Pour le moment, nous ne savons pas si le MAPAR et la PMP ont également trouvé un accord sur la nomination du Premier ministre.

Les efforts fournis par les parlementaires issus du groupement « Miaraka Amin’i Présida Andry Rajoelina » (MAPAR) et ceux de la « Plate-forme pour la Majorité Présidentielle » (PMP) semblent porter leurs fruits. En effet, de sources concordantes, la situation va se débloquer incessamment, puisque les négociations entre les deux camps ont abouti à un accord qui consisterait notamment à la répartition des sièges à l’Assemblée nationale. Cet accord prévoit le maintien au poste de la présidente de la Chambre basse de Christine Razanamahasoa et l’élargissement du Bureau permanent. Le BP sera composé de 13 vice-présidents, à savoir deux vice-présidents pour chaque Province et un vice-président représentant l’opposition. A travers ce schéma, l’on constate que le MAPAR refuse de céder les postes qu’il a déjà acquis lors des premières élections à Tsimbazaza. Par contre, les parlementaires PMP et la mouvance Ravalomanana auront leurs places au sein du Bureau permanent. Nos sources ont également laissé entendre que cet accord figurera à l’ordre du jour de la session extraordinaire du Parlement qui pourrait avoir lieu vers la première semaine du mois d’avril.

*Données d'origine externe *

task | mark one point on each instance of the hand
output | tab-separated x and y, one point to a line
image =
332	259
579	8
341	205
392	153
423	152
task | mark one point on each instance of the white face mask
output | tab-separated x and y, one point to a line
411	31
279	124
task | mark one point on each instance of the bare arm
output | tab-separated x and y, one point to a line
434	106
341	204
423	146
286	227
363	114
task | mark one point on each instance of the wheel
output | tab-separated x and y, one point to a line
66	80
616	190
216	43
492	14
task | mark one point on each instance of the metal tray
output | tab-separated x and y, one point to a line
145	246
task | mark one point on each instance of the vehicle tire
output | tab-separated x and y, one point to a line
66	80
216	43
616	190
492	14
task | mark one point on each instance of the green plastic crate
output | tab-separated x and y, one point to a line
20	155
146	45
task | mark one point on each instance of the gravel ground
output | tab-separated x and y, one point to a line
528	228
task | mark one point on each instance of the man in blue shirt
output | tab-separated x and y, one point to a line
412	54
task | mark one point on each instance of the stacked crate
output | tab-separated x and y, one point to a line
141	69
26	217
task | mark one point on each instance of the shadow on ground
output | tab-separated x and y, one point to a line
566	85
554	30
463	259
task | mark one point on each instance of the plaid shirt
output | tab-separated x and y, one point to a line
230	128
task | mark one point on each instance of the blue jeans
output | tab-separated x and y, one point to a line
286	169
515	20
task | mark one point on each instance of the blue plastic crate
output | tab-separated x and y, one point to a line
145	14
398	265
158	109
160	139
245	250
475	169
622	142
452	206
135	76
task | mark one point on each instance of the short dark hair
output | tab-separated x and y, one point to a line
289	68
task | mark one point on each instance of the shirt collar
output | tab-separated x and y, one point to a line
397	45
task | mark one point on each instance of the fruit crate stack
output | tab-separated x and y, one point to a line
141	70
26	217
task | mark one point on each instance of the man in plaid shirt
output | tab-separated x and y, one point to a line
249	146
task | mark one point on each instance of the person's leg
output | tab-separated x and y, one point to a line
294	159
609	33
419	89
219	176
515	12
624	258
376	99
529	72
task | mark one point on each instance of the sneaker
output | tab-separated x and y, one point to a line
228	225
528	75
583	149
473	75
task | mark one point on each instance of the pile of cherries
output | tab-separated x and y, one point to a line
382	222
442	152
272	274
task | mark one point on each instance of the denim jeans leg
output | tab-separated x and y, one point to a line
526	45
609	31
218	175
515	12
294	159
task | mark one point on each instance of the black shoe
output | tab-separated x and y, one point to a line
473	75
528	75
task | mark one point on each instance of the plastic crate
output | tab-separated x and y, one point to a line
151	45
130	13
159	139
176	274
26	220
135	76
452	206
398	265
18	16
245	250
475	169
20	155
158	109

En marge de l’Atelier d’orientation des femmes parlementaires qui s’est tenu hier à l’Hôtel Ibis Ankorondrano, la présidente de l’Assemblée nationale, Christine Razanamahasoa a reconnu indirectement l’existence de cet accord. « Je ne vois aucun inconvénient à l’élargissement du Bureau permanent », a-t-elle déclaré. Avant d’ajouter cependant que « les élections qui ont été organisées à Tsimbazaza étaient conformes à la Constitution et aux procédures légales ».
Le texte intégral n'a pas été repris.